Synopsis: Indian experts need to clarify exactly to what extent India is not yet using its fair share of waters from the three Eastern rivers namely, the Ravi, Beas, and Sutlej, and discuss it with Pakistani counterparts.


On July 5, the Indian Jal Shakti Minister was reported to have stated India is working on exercising its rights to stop excess water flowing to Pakistan, under the Indus Waters Treaty (IWT) of 1960, to irrigate its own lands.

Indian government sources have made similar observations in the past, and Pakistan has often said that India has not acted fairly in sharing waters according to this Treaty.

Water sharing as per IWT

Water sharing arrangement as per Indus Water treaty is as follows:

  • To be used by India: Waters of the Eastern rivers, the Sutlej, Ravi, and Beas.
  • To be used by Pak: Waters of the Western rivers, the Indus, Chenab, and Jhelum.

Thus, To sort out differences over water sharing for irrigation, the following suggestions can be implemented.
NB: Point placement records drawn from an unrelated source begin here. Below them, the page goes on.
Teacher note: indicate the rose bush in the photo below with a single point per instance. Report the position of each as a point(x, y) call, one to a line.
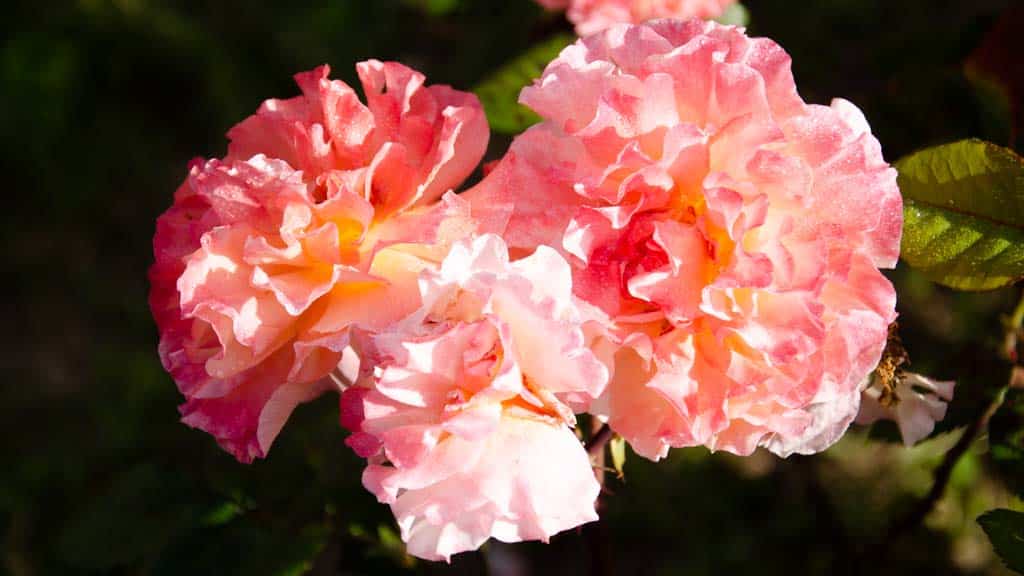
point(318, 219)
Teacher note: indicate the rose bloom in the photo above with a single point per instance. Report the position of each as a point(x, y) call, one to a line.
point(318, 219)
point(595, 15)
point(915, 403)
point(467, 416)
point(729, 234)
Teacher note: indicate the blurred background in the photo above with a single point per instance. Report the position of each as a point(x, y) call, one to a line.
point(102, 105)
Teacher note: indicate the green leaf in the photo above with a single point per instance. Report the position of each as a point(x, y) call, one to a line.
point(964, 214)
point(1006, 531)
point(500, 91)
point(735, 14)
point(435, 7)
point(617, 448)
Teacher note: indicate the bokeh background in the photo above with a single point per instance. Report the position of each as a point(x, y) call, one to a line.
point(103, 103)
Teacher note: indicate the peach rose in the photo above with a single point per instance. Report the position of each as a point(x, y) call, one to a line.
point(594, 15)
point(467, 417)
point(729, 234)
point(320, 218)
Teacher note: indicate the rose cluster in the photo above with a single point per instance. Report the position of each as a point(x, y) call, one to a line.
point(594, 15)
point(682, 248)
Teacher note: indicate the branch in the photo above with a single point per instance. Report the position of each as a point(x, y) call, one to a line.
point(942, 474)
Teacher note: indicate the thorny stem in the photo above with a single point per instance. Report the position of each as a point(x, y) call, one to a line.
point(943, 472)
point(1013, 326)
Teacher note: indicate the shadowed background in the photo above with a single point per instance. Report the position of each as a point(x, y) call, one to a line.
point(104, 103)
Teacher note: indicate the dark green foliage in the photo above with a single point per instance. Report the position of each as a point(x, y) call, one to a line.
point(1006, 530)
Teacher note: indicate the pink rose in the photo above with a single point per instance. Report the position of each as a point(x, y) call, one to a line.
point(729, 234)
point(915, 404)
point(467, 418)
point(320, 218)
point(595, 15)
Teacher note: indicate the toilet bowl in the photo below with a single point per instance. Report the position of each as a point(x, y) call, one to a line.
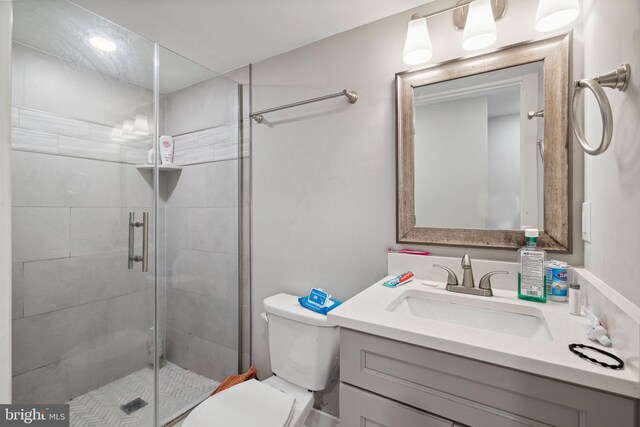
point(304, 358)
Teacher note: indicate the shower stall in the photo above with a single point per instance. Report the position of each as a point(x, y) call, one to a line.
point(127, 283)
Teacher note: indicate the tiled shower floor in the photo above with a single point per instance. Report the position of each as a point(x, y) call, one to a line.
point(180, 390)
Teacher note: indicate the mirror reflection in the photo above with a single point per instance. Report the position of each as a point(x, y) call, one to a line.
point(481, 125)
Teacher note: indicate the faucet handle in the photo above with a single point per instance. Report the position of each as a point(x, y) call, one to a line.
point(452, 279)
point(485, 281)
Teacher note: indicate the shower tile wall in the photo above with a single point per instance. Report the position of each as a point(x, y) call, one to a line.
point(202, 229)
point(81, 318)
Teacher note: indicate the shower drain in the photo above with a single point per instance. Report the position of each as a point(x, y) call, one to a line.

Experts in India and Pakistan should assess how much of the waters in the East and West rivers are snow or rain-fed within their respective territories. Such estimates would add to the accuracy of each side’s dependence on the other in sharing the waters of these rivers.

Way forward

IWT has stood the test of time. Given the flawless record of this treaty and being a responsible upper riparian state, India needs to be extremely careful. It should clarify exactly to what extent it is not yet using its fair share of waters from the three Eastern rivers namely, the Ravi, Beas and Sutlej. If it is indeed the case, then Indian experts should discuss how they have arrived at this conclusion with their Pakistani counterparts.

Further, the Indian side should also make public its estimates of unutilized hydropower.


Both India and Pakistani sides should iron out their differences over water sharing and use the East and West rivers to their fullest potential.